Hockey camps develop leadership skills across north
Submitted photo by Lauren Simeson
Youth in northern Ontario had the opportunity to enhance their hockey and leadership skills during Right to Play’s hockey camp tour of Attawapiskat, Webequie, Sachigo Lake and Kitchenuhmaykoosib Inninuwug (KI).
Right to Play, an international organization that uses sports to educate and empower youth facing adversity, brought its Hockey for Development program to the northern communities along with a former NHL player and an Olympic gold medalist.
The program made its first stop in Attawapiskat prior to the Christmas holidays, said Lauren Simeson, sport for development manager at Right To Play,
“Attawpaiskat is full of kids,” Simeson said, noting that 150 kids took part in the program. “They all have equipment. Their on-ice skill is amazing. They’re really talented hockey players.”
John Chabot, a former NHL player and member of Kitigan Zibi Anishinabeg First Nation in Quebec, facilitated the camp.
The program then made its way to Webequie, where about 100 youth took part in the camp led by Sami Jo Small, a two-time Olympic gold medalist with the women’s ice hockey team.
In Sachigo Lake, 100 local youth were joined by about 20 from Muskrat Dam.
“We’re bringing communities together and working together and encouraging them to bring their kids together to do more things,” Simeson said.
In early February, the program was in KI, where 70-80 youth took part. They also received 50 sets of equipment thanks to a partnership Right to Play has with NHLPA’s Goals & Dreams Fund. The equipment was theirs to keep following the program.
Simeson said the first day of the program is introductory and opens with a family skate. Then the youth take part in structured practice sessions before a full scrimmage on the last day. And the youth are usually divided up by age group, which ranged from four-years-old to the mid-20’s.
Simeson said the change in the youth’s skill development and mentality throughout the camp is noticeable.
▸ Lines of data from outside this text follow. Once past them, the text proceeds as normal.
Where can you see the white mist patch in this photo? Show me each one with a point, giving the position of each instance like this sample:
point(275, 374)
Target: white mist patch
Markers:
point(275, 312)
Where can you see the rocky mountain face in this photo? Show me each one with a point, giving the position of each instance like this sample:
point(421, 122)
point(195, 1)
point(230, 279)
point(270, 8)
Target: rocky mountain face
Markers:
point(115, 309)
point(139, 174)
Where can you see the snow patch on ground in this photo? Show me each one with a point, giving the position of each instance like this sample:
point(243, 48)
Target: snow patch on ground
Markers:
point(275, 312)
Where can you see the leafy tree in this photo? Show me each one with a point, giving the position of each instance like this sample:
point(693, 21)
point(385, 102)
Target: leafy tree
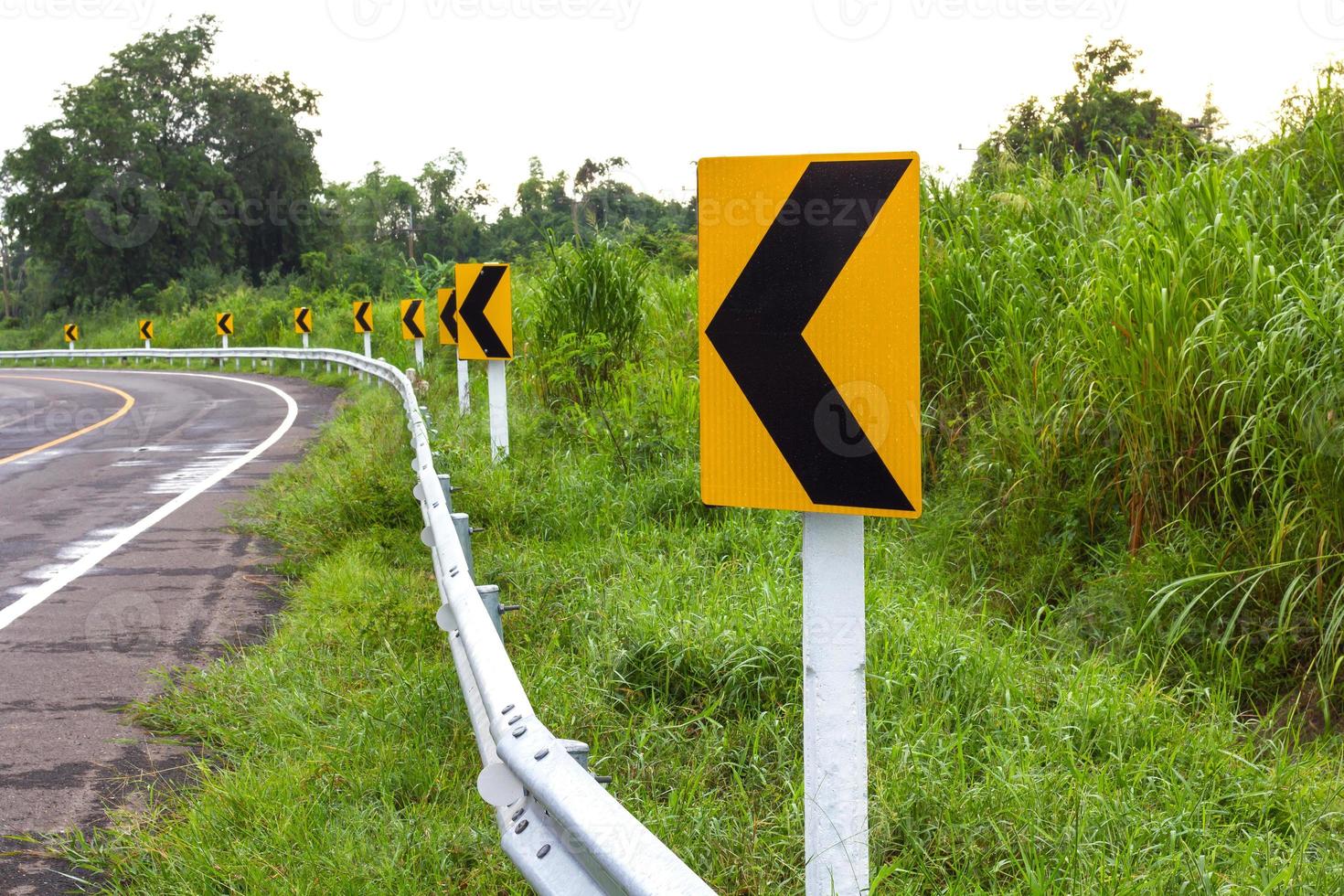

“They enjoyed different drills and stick handling,” she said. “And you see a lot of
leadership where the older youth work with younger kids. And there’s a lot of encouraging remarks, a lot of teamwork.”
The youth also learned some life skills along the way.
“Leadership, cooperation and teamwork: they’re all inherent through sport,” Simeson said.
The program also included off-ice sessions, such as leadership skills, team building, and goal setting activities.
In KI, there were also seven adults that took part in a coaching workshops and who are on their way to be certified coaches with Hockey Canada.
It is the third year the program has been in north. It was previously in Pikangikum, Moose Cree, Wapekeka, Sandy Lake and Marten Falls.
The Hockey Development program is part of a larger program called PLAY (promoting life skills in Aboriginal youth), which is offered in 45 First Nation communities in Ontario.
PLAY employs a community mentor in each community and includes two core programs in youth leadership and after-school programming, the latter often led by youth.